Vlan configuration is somewhat complicated and a few people work with it today, on newer CRS 3xx and 5xx that way if config was “deprecated” and now all is done by bridge vlan filtering

so your switch config falls into a very limited niche

Because of that some people uses CRS 1xx/2xx as plain switches without VLANs

4

I understand correctly, that all these devices have the same ROS and firmware version?

You have almost a classic scheme for this switch. As in the example.

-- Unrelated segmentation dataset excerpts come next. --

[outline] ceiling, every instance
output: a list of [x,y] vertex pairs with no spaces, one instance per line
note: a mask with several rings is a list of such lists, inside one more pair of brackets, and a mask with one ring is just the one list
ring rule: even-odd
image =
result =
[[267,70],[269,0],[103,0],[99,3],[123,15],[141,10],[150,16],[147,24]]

It is not clear, why everything works fine for you with CRS112-8P-4S and does not work with CRS112-8G-4S. I have CRS112-8P-4S and it copes with VLAN quite normally.

5

Thanks for your input chechito!

Yes, I know, that’s why I use the Switch Chip based Trunk function on the CRS 1xx/2xx i.s.o. Bridge based Bonding (that I use on my CCR routers). It works fine with the CCRs on my CRS112-8P-4S-IN AND my CRS125-24G-1S-MN, just not with the CRS112-8G-4S-IN <= I would presume the CRS112-8G-4S-IN uses the same switch h/w as the CRS112-8P-IN, but from what I see I’m beginning to doubt that…
Configuring VLANs on the CRS 1xx/2xx is also Switch based (i.s.o. Bridge based) and indeed somewhat more complicated, but works just fine once you understand how to do it.

Well, if my config falls in a “very limited niche” it’s not impossible I’m confronted with a ROS bug that hasn’t been identified yet… I hope someone from MikroTik is reading this case and simulates it in their lab such that they can maybe identify the cause and fix it in a next release.

From my side I will try a config w/o VLANs and just keep the Trunk to see if the problem persists. However, even if this would fix the Trunk problem than it wouldn’t be a solution for me as I absolutely need VLANs to segregate my trusted traffic (admin) from my untrusted traffic (WiFi Guest / Family / …). I’m active in the Cyber Security business so I know why I absolutely need this on my network.

6

Hi Bratelo! Thanks for your input.

Yes, all devices use the same ROS/Firmware: 7.7 <= Actually, I first used the last 6.xx, but as I encountered the described problem, I upgraded everything to 7.7, hoping that it was a bug that was fixed in the 7.x release. Guess not…

VLANs are not the problem, Trunking/Bonding is. I had a CRS112-8P-4S before, but I had to ‘abandon’ it in my house after a divorce and I wanted to replace it with a CRS112-8G-4S.

7

Six years ago Mikrotik told us that “802.3ad compatible mode is currently not supported” http://forum.mikrotik.com/t/does-crs112-8g-4s-in-support-lacp-802-3ad/95777/8
This to me implies that LACP support could have been implemented, but for some reason never did.

8

Yes, I know… That’s why I use “balance xor” i.s.o. 802.3ad on the CCR <= you actually can’t configure the mode on the CRS 1xx/2xx, I presume they’re ‘hard coded’ in “balance xor mode”. I tried other modes on the CCR, but that didn’t fix the problem either…

Thanks for your contribution though!